We remain stuck with 566 municipalities in a state of 8 million people, stuck with 611 school districts and another 200 or so taxing districts (county governments, fire districts, etc.) that do little more than create administrative redundancies while doing everything they can to protect their own little fiefdoms.
I’m not arguing that bigger is better — just look at the mess that the cities of Trenton and Newark have become over the years — and it can be legitimately argued that some small towns have the resources and land mass to manage on their own (Cranbury comes to mind).

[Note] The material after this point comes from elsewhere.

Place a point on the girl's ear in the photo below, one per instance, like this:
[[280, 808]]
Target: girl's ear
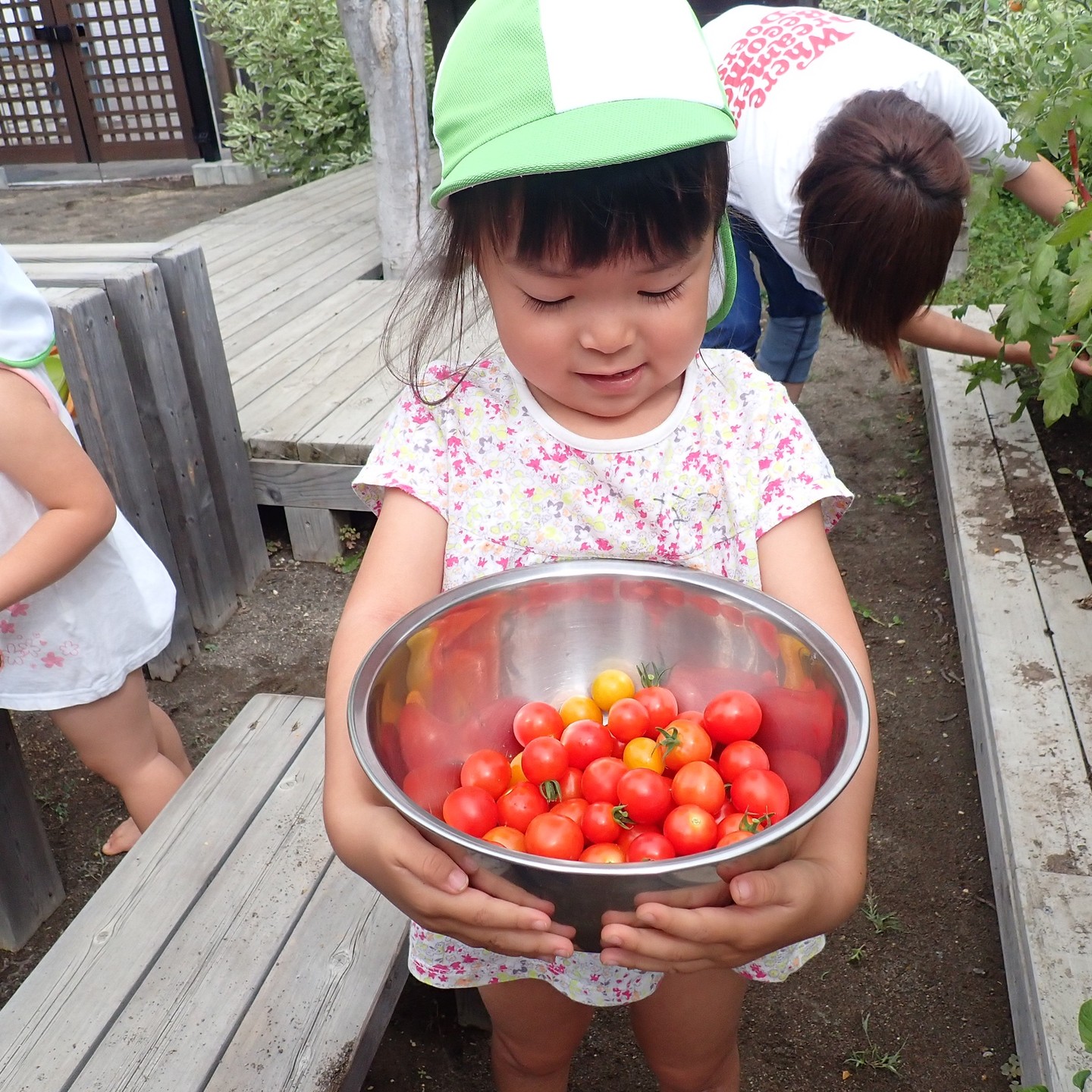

But towns like Jamesburg, Helmetta and Spotswood, many in Bergen County and along the Jersey Shore, and dozens of others (the two Princetons, the Hopewells and Pennington come to mind) should be looked at seriously to see if merging them either with each other or with another neighbor (Jamesburg into Monroe, for instance, or Hightstown into East Windsor) might result in tax savings, better or expanded services or both. There are 70 municipal governments in Bergen County — an absurd number given the physical size of the county and its population.
We continue to allow legislators to skirt constitutional rules designed to limit their ability to borrow money, which were designed to ensure that borrowing was used only for legitimate longterm expenses (infrastructure improvements, for instance) and not to balance the books.
And we continue to put off our pension and health care obligations waiting for that time bomb to explode.
By we I mean not just the state Legislature and governor but municipal and county officials, school administrators, taxpayers, voters — everyone seeking to protect their own small piece of turf at the expense of the larger public good.
I could continue, but why bother. No one seems to be listening anyway.